Switched and Metered Power Distribution Unit (PDU) Options
Your cluster can also be configured with remotely switchable PDUs, which can turn power off or cycle power to any system connected to it. Prior to the wide adoption of IPMI, any cluster which needed the capability to remotely power on and off nodes required these PDUs, and they are still often used on peripherals which do not support IPMI. If you wish to monitor power consumption on circuits, you may configure either switched or metered PDUs for power connections. Metered PDUs can be polled to determine total power consumption on a circuit, but cannot be used to power off an attached system as switched PDUs can. Any Un-Interruptible Power Supply (UPS) system(s) installed in your cluster can also be remotely polled for circuit power consumption.

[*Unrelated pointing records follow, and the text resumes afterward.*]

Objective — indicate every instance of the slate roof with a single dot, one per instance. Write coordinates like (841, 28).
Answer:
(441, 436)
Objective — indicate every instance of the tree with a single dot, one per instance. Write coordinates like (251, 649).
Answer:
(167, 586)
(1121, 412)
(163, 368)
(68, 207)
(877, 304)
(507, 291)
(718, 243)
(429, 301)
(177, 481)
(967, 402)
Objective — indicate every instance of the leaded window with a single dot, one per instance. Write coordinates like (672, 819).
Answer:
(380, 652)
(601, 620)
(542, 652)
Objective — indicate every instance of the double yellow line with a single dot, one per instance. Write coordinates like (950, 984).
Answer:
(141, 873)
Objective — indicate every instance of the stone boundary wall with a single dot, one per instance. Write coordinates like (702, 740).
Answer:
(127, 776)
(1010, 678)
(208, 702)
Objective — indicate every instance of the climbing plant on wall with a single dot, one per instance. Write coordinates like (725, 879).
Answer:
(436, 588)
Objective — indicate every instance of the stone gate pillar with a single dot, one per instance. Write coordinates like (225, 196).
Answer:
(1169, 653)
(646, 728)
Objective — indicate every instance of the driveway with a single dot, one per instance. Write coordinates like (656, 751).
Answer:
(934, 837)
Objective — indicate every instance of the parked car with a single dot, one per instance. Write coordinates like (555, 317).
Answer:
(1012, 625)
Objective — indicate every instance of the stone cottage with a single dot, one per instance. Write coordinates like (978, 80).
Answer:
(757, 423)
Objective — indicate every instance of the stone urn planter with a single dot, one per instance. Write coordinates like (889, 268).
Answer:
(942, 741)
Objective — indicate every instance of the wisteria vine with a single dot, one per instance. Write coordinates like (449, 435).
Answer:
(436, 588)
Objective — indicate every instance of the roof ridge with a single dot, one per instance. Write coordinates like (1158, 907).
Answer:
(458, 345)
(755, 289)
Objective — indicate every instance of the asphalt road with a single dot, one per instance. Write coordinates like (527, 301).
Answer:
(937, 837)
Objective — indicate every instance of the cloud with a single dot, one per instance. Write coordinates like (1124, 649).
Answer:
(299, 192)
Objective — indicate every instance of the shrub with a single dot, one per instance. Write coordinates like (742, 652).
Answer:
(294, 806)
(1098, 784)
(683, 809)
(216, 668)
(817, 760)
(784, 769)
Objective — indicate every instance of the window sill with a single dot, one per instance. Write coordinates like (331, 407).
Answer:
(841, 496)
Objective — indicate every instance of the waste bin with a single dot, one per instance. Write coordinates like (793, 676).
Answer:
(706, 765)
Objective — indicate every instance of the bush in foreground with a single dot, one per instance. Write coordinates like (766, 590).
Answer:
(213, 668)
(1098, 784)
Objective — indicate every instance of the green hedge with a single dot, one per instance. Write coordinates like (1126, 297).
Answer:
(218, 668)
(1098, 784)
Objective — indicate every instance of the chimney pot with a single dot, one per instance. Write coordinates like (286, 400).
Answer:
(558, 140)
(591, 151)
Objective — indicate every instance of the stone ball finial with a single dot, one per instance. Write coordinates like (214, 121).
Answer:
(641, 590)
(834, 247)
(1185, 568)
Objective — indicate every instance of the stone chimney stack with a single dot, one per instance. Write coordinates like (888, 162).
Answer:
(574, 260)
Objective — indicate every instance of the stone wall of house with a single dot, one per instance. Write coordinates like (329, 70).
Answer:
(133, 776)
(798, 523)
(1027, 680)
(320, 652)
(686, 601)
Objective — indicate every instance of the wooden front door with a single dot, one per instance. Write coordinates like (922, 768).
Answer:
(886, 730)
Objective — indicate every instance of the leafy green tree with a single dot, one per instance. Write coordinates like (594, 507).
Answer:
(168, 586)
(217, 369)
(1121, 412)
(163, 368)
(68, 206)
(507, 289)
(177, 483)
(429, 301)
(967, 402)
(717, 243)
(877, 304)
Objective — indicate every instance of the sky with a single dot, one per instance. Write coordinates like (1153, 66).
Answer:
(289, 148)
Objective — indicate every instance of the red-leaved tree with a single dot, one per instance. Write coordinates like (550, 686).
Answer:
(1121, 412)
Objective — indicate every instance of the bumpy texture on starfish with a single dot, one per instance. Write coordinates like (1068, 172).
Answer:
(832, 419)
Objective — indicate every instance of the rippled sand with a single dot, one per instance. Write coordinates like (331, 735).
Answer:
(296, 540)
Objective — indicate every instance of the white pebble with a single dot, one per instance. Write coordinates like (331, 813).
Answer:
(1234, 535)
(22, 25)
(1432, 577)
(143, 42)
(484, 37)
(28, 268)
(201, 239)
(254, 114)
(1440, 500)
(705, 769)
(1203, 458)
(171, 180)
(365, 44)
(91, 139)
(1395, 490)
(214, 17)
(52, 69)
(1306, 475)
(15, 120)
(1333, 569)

Serial console switches or servers can be configured and installed in your cluster, which provide serial console access, and logging of any console events in a central location. In this case nodes are configured identically to IPMI Serial Over LAN (SOL) equipped nodes, with BIOS, the boot loader, and the operating system redirected to a serial port on the node. ABC supports these serial consoles, or Aspen can install the “ConMan” console manager for console logging and command line connections if your organization prefers.
KVM (Keyboard, Video, Mouse) Switches
Aspen can configure your cluster with a KVM system which can be connected to some or all nodes on your cluster. This will allow a user located at the cluster to utilize a local console unit to “hot key” switch between all connected nodes video consoles for maintenance purposes. If you desire remote console connectivity to your cluster KVM, an additional remote unit can be installed which can be remotely accessed by a web browser just as IPMI interfaces are, allowing you to remotely access your KVM, then hot key between displays to different hosts in your cluster. Normally, the remote KVM unit is connected to your organization Ethernet and IP addressed within that space, not your cluster internal IP space, to allow remote access from administrators on the organizational network.